Md Quamarul Hassan, Chief Business Officer of ACI Consumer Brands, says local companies are now producing high-quality, innovative, and trustworthy products tailored to the needs of Bangladeshi households.
"We are now competing head-to-head with multinationals," he told The Financial Express.
In many categories -- especially natural products -- growth is in the double digits, according to Mr. Hassan.
"There was a huge spike during the COVID-19 period, and now the market stabilised."
Despite quality gains, however, local manufacturers face a key challenge: heavy reliance on imported raw materials -- about 90 per cent, according to industry leaders.
The depreciation of the Bangladeshi Taka (BDT) is eating into their profit margins.
"The volatile foreign-exchange market has impacted our bottom line," says Malik Mohammed Sayeed, CEO of Square Toiletries Ltd.
"Over 90 per cent of raw materials are imported. The dollar has appreciated significantly in the last two years, which is squeezing profitability."
He urges policy support, especially rationalisation of duties on essential inputs like soap noodles -- a key ingredient in soap production.
Currently taxed at 25 per cent, he recommends reducing the rate to 5.0 per cent, which would make products more affordable, particularly in rural areas where hygiene is critical for disease prevention.
Mr. Sayeed also notes a growing focus on using locally sourced herbal ingredients for nature-based products that are increasingly in demand.
"The market is no longer just about global names," says a senior official at a major toiletries brand, indicating a growing trend of customers going native.
"Consumers are looking for functionality, affordability, and familiarity -- and that's where local brands are stepping up."
A key driver of this local success story is the widespread use of small sachets -- single-use packs of shampoo, toothpaste, or soap priced between Tk 2.0 and Tk 5.0.
These affordable options have unlocked demand in underserved rural areas and among low-income households, restaurants, and budget hotels.
"Now even families in remote villages can afford branded toiletries," says a distribution manager of an MNC overseeing supply chains in the country's far-flung northern districts.
"What was once considered a luxury has become a daily essential," he notes to underline interrelation between lifestyle change and consumption-led economic growth.
The pandemic further accelerated the shift.
Sales of handwash, sanitizers, and antibacterial soaps skyrocketed overnight, prompting both multinationals and local brands to ramp up production. While the initial spike has subsided, the hygiene habit has endured.
"COVID-19 made hygiene top-of-mind for everyone," says a marketing consultant who advises several local brands.
"That awareness has persisted. Both urban and rural consumers are now more likely to wash their hands regularly and seek germ-fighting products."
This behavioral shift, combined with rising incomes and growing urbanisation, has created fertile ground for market expansion.
Teenagers are buying more haircare and skincare products. Women are using sanitary napkins more frequently. Men are spending more on shaving kits and deodorants.

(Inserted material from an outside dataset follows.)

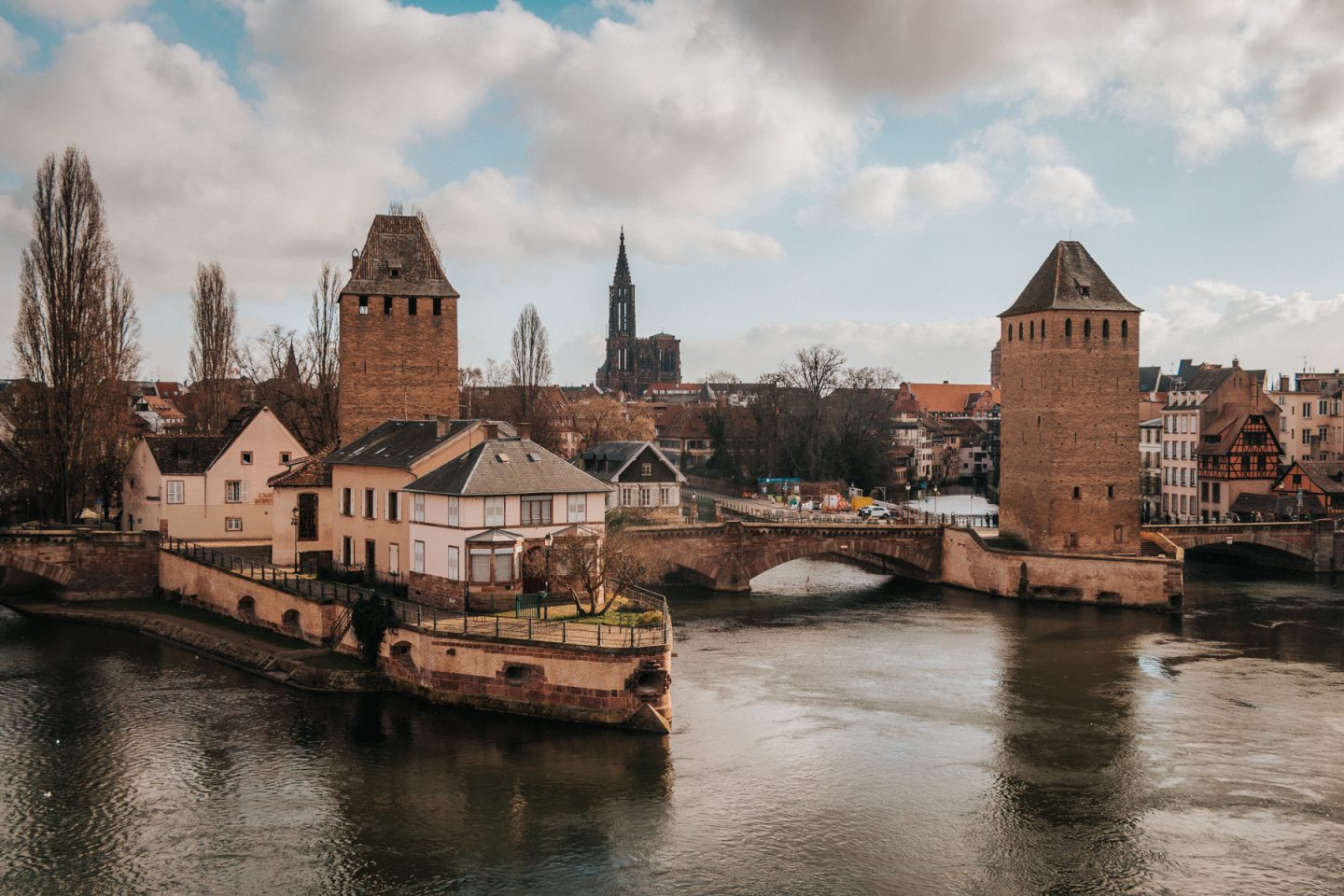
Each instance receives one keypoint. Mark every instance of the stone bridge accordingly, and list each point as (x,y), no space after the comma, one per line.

Bashundhara Group, known for its rapid expansion across industries, has entered the personal-care market with a full range -- from tissue rolls to diapers and feminine-hygiene products.

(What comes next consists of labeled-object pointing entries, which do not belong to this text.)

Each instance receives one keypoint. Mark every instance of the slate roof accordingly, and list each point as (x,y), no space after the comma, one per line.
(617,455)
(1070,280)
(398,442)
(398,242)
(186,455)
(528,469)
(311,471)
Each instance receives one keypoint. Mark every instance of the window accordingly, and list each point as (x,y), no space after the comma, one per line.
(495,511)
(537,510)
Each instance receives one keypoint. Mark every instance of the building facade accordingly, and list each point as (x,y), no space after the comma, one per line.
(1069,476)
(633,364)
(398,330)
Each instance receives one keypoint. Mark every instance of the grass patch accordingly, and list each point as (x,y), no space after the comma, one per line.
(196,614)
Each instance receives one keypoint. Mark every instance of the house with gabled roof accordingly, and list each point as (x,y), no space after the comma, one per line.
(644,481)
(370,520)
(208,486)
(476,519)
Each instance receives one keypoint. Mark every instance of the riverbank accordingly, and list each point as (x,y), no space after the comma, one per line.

Yet the outlook is bright. E-commerce and digital connectivity are opening up new sales channels, especially among urban youth.
Some local companies are eyeing exports to markets like Nepal and Bhutan in Asia, and parts of Africa, according to industry-insiders.
Bangladesh's toiletries industry is undergoing a remarkable transformation. With innovation, affordability, and rising hygiene awareness on their side, local manufacturers are rewriting the rules in a market once ruled by global giants.
As more consumers like Mr. Rahman embrace homegrown brands, the country's hygiene revolution looks set to continue -- one sachet at a time.